PHILADELPHIA (May 18, 2021)—Data from a new study by researchers at Fox Chase Cancer show that avapritinib, a platelet-derived growth factor receptor A (PDGFRA) inhibitor, has a “clinically meaningful benefit” for the treatment of gastrointestinal stromal tumors (GIST) with PDGFRA D842V mutations.
According to lead author Margaret von Mehren, MD, chief of the Division of Sarcoma Medical Oncology and professor in the Department of Hematology/Oncology at Fox Chase, PDGFRA mutations occur in about 10% to 15% of GISTs and D842V is the most common PDGFRA mutation.
“Until the Food and Drug Administration approval of avapritinib, we did not have a drug that was effective against this mutation,” von Mehren said. “If these patients had their disease return, we had no real therapeutic options apart from attempting surgery or enrolling in a clinical trial.”
She and her colleagues conducted the retrospective study in patients with unresectable or metastatic PDGFRA D842V mutations and compared their outcomes to those enrolled in the recently published NAVIGATOR trial. They compared the efficacy of avapritinib with that of several other previously approved tyrosine kinase inhibitors (TKIs) that have been shown to lack activity against this mutation.
The study included 56 patients treated with avapritinib in NAVIGATOR and 19 patients treated with other TKIs. The median overall survival for patients treated with avapritinib was not reached; patients treated with other TKIs had a median overall survival of 12.6 months. The overall survival rate at 6 and 48 months was 100% and 63% for avapritinib, and 56% and 17% for the other TKIs.
Adjusted and unadjusted progression-free survival rates were also longer for patients treated with avapritinib, the data showed.
“We are never going to be able to do a randomized trial in patients with this specific mutation because it occurs in such a small number of patients and because information suggests that these other drugs do not work,” von Mehren said. “This study was another way to provide context to the outcomes we are seeing with avapritinib.”

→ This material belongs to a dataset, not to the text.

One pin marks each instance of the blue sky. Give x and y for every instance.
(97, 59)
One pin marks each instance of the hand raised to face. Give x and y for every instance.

She said that in the most recently published NAVIGATOR results, the median progression-free survival was nearly three years and the median overall survival was not yet reached.
“Our data demonstrated that there is truly a clinically meaningful benefit to this drug compared with the benefit derived from other drugs, even among what is likely a group of patients with potentially more severe disease,” von Mehren said.
Even acknowledging some of the limitations inherent in a retrospective study, this analysis should help confirm that avapritinib provides meaningful, durable disease control for patients with PDGFRA D842V mutations.
The study, “Clinical Efficacy Comparison of Avapritinib With Other Tyrosine Kinase Inhibitors in Gastrointestinal Stromal Tumors with PDGFRA D842V Mutation: A Retrospective Analysis of Clinical Trial and Real-World Data,” was published in BMC Cancer.